Private Sub Class_Initialize()
    ReDim al_arr(1 To al_chunk)
    al_max = UBound(al_arr)
End Sub

Public Sub Add(x As Variant)
    If al_lastused = al_max Then
        ReDim Preserve al_arr(1 To al_max + al_chunk)
        al_max = UBound(al_arr)
    End If
    al_lastused = al_lastused + 1
    al_arr(al_lastused) = x
End Sub

Property Get Count() As Long
    Count = al_lastused
End Property

Property Get Nth(i As Long) As Variant
    If i <= al_lastused Then
        Nth = al_arr(i)
    End If
End Property

Note the ReDim Preserve in the Add method. Obviously there’s some performance impact for huge numbers of elements.

Note also that in the Nth property, there’s a protecting conditional (i <= al_lastused). This means that it can be called with an out-of-range index, in which case the default empty value will be returned, and the caller might have to check for this. There’s a difference here from having the condition as a pre-condition (see earlier postings). A pre-condition would mean the the caller would have to ensure a valid index, perhaps by an explicit check against the Count property. The choice depends on whether we think that returning empty values is sensible or not for this class.
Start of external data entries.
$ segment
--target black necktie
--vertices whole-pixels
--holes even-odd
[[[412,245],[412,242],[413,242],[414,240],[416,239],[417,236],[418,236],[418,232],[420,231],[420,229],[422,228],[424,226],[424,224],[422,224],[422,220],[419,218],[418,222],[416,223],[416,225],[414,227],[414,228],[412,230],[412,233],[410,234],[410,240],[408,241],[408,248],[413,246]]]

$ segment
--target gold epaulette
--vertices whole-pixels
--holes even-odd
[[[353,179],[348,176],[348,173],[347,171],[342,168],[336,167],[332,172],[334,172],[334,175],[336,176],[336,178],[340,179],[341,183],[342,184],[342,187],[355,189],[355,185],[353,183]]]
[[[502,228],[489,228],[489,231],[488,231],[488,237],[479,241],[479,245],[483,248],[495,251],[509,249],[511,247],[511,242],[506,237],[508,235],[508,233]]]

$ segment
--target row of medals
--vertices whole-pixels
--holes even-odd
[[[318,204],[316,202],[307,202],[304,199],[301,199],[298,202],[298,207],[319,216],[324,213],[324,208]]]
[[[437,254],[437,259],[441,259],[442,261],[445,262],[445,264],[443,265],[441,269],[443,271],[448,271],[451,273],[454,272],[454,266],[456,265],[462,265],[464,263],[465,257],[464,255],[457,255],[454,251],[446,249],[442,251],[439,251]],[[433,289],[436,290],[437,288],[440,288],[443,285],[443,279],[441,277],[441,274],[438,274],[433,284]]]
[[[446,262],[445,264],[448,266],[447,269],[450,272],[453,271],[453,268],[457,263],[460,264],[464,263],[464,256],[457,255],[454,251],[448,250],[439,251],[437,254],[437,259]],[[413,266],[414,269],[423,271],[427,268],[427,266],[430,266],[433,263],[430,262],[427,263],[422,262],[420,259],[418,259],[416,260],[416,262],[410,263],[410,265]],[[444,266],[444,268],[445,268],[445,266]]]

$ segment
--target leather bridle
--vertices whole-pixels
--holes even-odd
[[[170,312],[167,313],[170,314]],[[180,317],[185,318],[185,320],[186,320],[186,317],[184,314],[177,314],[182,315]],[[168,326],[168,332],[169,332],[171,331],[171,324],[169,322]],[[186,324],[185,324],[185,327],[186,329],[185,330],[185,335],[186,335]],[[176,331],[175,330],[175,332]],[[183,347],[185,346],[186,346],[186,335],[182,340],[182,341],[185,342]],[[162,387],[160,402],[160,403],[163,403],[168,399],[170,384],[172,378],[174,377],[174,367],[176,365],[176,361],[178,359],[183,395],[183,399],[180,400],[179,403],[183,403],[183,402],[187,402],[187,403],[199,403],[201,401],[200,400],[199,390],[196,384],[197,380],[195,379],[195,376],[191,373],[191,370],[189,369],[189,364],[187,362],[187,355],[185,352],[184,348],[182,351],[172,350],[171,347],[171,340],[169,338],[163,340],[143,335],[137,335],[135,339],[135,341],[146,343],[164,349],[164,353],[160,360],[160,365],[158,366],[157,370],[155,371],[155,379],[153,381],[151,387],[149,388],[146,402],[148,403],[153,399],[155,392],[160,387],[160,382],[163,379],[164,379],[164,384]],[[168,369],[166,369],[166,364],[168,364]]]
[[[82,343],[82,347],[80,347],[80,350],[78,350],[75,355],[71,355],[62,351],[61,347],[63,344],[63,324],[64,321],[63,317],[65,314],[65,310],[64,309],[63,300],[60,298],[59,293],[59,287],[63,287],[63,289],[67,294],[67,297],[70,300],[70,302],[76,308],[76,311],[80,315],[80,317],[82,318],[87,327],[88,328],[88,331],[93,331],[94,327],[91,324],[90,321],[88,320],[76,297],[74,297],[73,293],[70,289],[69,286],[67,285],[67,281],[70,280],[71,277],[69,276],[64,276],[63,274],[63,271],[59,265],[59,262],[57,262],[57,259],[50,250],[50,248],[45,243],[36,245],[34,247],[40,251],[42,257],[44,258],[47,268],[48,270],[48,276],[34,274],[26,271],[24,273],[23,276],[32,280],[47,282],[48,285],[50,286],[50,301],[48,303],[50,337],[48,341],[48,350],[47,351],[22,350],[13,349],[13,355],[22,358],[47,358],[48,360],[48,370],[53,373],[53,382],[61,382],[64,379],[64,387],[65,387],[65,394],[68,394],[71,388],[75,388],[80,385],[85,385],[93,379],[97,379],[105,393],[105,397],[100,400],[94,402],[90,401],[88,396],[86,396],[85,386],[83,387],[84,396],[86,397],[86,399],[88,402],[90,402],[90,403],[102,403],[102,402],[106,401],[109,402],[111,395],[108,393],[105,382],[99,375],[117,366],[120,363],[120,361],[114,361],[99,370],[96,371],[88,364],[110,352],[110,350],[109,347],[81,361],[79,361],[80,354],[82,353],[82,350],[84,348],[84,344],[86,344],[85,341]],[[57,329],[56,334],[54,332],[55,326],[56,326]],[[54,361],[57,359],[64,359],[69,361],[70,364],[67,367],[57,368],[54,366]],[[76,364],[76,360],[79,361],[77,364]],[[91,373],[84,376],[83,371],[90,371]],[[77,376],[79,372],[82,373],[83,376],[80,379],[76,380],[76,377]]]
Talking about assertions (sound of saddle being put on hobby-horse), here’s a class invariant:

Sub Invariant()
    If Not (al_chunk > 0 And _
            LBound(al_arr) = 1 And _
            UBound(al_arr) >= al_chunk And _
            al_max = UBound(al_arr) And _
            al_lastused <= al_max) Then
       Err.Raise vbObjectError + 513,
            "UsingClasses.SmartArray", "Invariant failed"
    End If
End Sub

Rather than having it as a Boolean function, it’s a sub that raises an error. This means that the testing code that calls Invariant will stop with an error, rather than logging the failure and continuing. Given that an invariant failure indicates something pretty fundamentally wrong, that might be the better approach.